Washington, D.C. – U.S. Senate Republican Leader Mitch McConnell made the following remarks on the Senate floor regarding Senate Democrats’ plan to permanently extend the debt ceiling:
“Politicians regularly come to Washington promising fiscal responsibility. But too often, they can’t agree to cut spending when it counts.
“That’s why the Budget Control Act is such a big deal. Since Congress passed the BCA with overwhelming bipartisan majorities in 2011, Washington has actually reduced the level of government spending for two years running. That’s the first time this has happened since the Korean War.
“The BCA savings are such a big deal, in fact, that the President campaigned on it endlessly in 2012. He bragged about the bipartisan cuts in Colorado and Iowa. He trumpeted the reductions from coast to coast, telling audiences from California to Baltimore that he, quote, ‘signed $2 trillion of spending cuts into law.’

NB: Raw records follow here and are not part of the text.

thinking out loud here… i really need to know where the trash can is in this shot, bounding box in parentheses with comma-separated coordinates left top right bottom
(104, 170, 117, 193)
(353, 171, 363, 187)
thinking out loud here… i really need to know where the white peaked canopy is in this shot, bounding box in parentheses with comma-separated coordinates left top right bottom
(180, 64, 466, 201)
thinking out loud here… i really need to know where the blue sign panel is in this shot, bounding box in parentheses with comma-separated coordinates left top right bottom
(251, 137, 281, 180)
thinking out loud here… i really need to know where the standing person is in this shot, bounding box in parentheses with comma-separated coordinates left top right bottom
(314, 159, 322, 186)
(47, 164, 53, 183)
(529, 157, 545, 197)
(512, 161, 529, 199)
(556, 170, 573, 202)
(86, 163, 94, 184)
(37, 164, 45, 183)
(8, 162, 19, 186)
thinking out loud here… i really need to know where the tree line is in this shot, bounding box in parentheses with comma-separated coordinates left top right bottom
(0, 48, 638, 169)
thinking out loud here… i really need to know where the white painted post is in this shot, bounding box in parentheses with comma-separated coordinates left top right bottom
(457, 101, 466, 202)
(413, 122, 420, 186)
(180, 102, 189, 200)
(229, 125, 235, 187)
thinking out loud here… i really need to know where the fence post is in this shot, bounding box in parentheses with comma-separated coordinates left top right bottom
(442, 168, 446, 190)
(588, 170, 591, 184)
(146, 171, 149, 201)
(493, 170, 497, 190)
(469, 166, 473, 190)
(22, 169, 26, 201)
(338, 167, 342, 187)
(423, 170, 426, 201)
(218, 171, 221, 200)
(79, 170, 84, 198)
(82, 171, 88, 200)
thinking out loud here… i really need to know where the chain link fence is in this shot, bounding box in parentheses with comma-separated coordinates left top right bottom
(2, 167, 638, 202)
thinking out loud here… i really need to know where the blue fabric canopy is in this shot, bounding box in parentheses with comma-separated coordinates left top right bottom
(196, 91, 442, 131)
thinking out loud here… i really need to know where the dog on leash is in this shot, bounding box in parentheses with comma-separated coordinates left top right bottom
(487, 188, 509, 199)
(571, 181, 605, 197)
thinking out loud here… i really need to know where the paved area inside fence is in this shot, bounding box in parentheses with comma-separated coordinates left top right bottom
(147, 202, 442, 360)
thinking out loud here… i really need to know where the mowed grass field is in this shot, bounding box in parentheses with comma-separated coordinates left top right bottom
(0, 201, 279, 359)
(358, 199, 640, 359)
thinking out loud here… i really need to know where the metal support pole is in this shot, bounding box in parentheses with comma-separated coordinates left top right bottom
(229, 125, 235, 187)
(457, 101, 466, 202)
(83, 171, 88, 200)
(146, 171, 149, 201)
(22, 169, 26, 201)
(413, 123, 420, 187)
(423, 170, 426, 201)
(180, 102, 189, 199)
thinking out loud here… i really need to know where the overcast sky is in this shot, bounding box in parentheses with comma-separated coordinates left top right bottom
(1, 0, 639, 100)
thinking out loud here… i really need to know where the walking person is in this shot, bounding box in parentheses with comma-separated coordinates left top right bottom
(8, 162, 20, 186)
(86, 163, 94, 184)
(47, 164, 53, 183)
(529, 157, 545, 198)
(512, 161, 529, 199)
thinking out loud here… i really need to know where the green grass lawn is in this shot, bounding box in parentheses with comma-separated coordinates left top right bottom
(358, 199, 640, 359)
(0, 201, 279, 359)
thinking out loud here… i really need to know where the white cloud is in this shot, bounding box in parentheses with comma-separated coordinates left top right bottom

“As our Democrat friends like to say these days, elections matter. And the President explicitly staked his re-election on the back of these bipartisan cuts.
“I mean, just look at the exit polls from November. A majority of Americans said that government was doing too much. About two-thirds said raising taxes to cut the deficit was a non-starter. And compared to Obamacare, which more voters actually said they wanted to repeal, these levels of support are striking.

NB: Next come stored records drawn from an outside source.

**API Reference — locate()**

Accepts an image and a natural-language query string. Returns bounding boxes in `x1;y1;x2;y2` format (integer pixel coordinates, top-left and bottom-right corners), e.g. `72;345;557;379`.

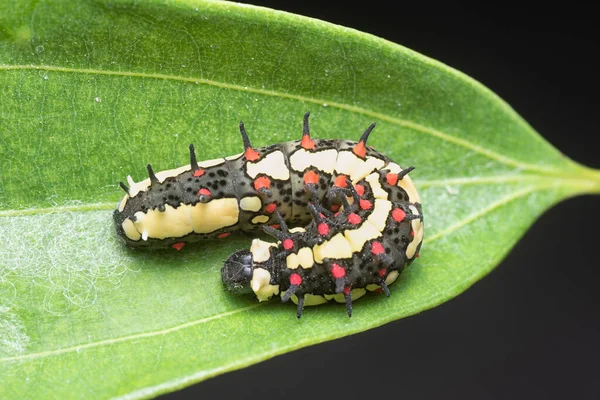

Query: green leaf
0;0;598;398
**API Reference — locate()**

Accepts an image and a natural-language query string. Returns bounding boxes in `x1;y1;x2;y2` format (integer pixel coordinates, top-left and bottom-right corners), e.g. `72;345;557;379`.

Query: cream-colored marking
385;270;400;286
365;172;389;199
289;227;306;233
129;199;239;240
250;239;277;263
245;151;290;180
366;284;380;291
406;205;424;258
324;288;367;303
297;247;314;269
240;196;262;212
312;233;353;263
251;215;270;224
121;219;141;240
290;294;328;306
335;151;385;182
250;268;280;302
118;195;129;212
225;152;243;161
344;221;381;252
289;148;337;173
398;175;421;203
286;253;300;270
367;199;392;231
385;162;402;174
126;175;136;187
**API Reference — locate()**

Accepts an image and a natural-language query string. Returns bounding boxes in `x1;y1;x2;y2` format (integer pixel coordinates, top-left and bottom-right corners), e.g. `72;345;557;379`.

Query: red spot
392;208;406;222
359;199;372;210
290;273;302;285
386;172;399;186
303;170;319;185
334;211;341;217
331;263;345;279
343;286;352;295
317;222;330;236
172;242;185;251
330;204;340;212
269;224;280;229
347;213;361;225
378;268;387;277
319;212;326;219
245;147;260;161
375;288;384;294
334;175;348;188
353;141;366;158
355;184;365;196
265;203;277;213
198;188;211;197
193;169;205;177
301;135;315;150
217;232;231;239
283;238;294;250
410;230;415;237
416;253;420;258
253;176;271;191
371;241;385;255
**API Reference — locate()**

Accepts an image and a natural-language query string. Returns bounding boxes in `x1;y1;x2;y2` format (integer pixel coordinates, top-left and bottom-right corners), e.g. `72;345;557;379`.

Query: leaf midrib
0;182;557;365
0;64;565;175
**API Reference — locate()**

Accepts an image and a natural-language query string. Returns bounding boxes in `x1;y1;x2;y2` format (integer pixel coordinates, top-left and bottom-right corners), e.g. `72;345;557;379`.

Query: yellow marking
367;199;392;231
398;174;421;203
297;247;314;269
289;148;337;173
290;294;328;306
324;288;367;303
344;221;381;252
385;270;400;286
250;268;280;302
406;205;424;258
365;172;389;199
289;227;306;233
240;196;262;212
335;151;386;182
366;284;380;291
250;239;277;263
121;218;141;241
131;199;239;240
312;233;353;263
286;253;300;269
251;215;270;224
245;151;290;180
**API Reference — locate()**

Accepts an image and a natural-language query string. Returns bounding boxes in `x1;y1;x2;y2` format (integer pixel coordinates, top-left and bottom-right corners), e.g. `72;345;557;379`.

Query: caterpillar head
221;250;254;294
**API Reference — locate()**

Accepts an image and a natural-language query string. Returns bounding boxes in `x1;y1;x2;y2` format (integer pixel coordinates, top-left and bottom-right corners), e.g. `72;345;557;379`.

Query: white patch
289;227;306;233
366;284;380;291
365;172;389;199
118;195;129;212
312;233;353;263
289;148;337;173
324;288;367;303
367;199;392;231
130;199;239;240
385;270;400;286
406;205;424;258
286;253;300;269
251;215;270;224
121;218;141;241
344;222;381;253
240;196;262;212
297;247;314;269
245;151;290;180
335;151;386;182
290;294;328;306
250;239;277;263
250;268;279;301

“So if our friends on the other side want to keep trying to claim an electoral mandate for retaining Obamacare – contradicted by the facts as they might be – well, using their own logic, we’d then have to call the mandate for reducing the size of government a ‘super mandate.’
“That’s why their new plan to undo the cuts the President campaigned on and increase the debt is so outrageous.

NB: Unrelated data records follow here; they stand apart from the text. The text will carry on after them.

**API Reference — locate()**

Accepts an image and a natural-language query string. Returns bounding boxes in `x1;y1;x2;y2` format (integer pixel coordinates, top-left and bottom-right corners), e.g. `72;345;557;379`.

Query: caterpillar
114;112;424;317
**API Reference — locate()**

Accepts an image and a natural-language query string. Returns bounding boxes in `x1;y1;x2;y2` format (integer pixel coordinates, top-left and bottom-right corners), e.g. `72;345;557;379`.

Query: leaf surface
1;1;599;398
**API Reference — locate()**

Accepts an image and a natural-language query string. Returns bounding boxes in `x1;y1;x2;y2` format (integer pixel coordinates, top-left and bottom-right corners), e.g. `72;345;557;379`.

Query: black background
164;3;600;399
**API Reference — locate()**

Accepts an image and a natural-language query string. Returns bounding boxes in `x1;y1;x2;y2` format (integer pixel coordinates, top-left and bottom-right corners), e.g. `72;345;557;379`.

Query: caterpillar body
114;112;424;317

“We hear that the Senior Senator from New York will soon announce a proposal to give the President permanent power to borrow more.
“In other words, he wants to extend the debt ceiling permanently by going around Congress. Let me repeat that: the so-called ‘Schumer-Obama Plan’ is a plan to permanently hand the President a credit card without spending limits, and without lifting a finger to address the national debt.
“It’s outrageous.
“Especially when you consider that our debt is now about $17 trillion, which makes us look a lot like a European country. We have to get our debt under control before we move any further down the road to Greece and Spain. And time is not on our side.
“Now, I hear that the Senator from New York is going to try and sell his proposal as a quote-unquote ‘McConnell Plan.’ I appreciate the attempt at a PR gimmick here, but there are two huge differences between the ‘Schumer-Obama Plan’ and what I’ve proposed in the past.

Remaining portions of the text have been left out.